NMR spectroscopy is an emerging technology in the field of lipidiology; thus, its superiority in addressing cardiovascular disease parameters, as compared to traditional lipid concentrations, has not yet been established in the pediatric population. However, recent studies have demonstrated that NMR lipid profiles are more strongly associated with cardiovascular risk factors in adolescents and young adults compared to conventional lipid profiles.16,17 Urbina et al.16 compared NMR and traditional lipid profiles in 214 lean, 228 obese, and 214 T2 diabetic patients (10–24 years old), and found that while LDL concentration was similar in the obese and diabetic group, the LDL size measured by NMR was able to differentiate the three groups (p ≤ 0.0001). Using general linear models, which included patient demographics, risk factors, and traditional or NMR lipid parameters and a composite vascular function score, the authors demonstrated that NMR lipid profiles were better in predicting vascular damage and were more strongly associated to vascular function, as compared to traditional lipid profiles. Shah et al.17 compared NMR and traditional lipid profiles in 96 obese youth with prediabetes and 118 obese normoglycemic controls and report that while conventional lipid profiles were not significantly different between groups, patients with prediabetes had higher levels of small LDLP and HDLP, as measured by NMR.

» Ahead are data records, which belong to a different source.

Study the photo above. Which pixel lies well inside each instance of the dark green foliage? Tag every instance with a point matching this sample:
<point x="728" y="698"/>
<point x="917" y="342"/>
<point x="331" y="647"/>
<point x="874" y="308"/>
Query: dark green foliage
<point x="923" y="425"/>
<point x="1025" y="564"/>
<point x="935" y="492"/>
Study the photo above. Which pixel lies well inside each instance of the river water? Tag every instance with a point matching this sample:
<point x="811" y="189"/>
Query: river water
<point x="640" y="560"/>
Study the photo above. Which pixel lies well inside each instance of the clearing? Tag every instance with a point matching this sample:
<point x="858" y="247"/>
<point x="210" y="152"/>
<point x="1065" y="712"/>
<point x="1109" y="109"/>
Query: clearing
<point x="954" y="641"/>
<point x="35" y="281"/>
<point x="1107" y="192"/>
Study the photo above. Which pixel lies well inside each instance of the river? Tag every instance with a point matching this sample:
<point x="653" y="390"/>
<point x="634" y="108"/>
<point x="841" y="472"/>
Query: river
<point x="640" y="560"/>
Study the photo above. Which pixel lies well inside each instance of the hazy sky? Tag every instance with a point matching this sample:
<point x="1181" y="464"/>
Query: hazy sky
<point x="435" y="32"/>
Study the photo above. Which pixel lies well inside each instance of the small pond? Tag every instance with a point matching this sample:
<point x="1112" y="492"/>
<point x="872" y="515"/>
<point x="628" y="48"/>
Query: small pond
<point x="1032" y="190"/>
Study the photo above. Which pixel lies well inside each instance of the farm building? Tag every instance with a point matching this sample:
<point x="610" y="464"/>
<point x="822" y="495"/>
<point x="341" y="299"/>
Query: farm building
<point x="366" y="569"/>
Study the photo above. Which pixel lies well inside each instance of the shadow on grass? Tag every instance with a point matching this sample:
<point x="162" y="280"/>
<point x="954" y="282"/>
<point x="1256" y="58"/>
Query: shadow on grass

CD although rare can serve as a model to study the effect of excess cortisol on cardiovascular disease. In our cohort of 33 CD pediatric patients who achieved biochemical remission at 1 year post-TSS, there was a significant post-cure reduction in most of the lipid variables that were measured, with the exception of the HDL and ApoA1 markers, despite the fact that most patients were peri-pubertal, and there is a well-documented tendency of lipid profile worsening in puberty. Our hypothesis is that the improvement in the lipid profile was due to a combination of lowering the cortisol levels and the BMI. Approaching dyslipidemia in patients with CD is challenging; even with normalization of the cortisol levels, lipid markers might remain elevated long after remission was achieved, suggesting that dyslipidemia in this population should be a life-long concern, with appropriate follow-up.

In conclusion, NMR lipoprotein profile may serve as a marker of cardiovascular risk in pediatric patients with CD. Further studies are needed to see if lipoprotein markers are associated with preclinical markers of atherosclerosis in a larger cohort.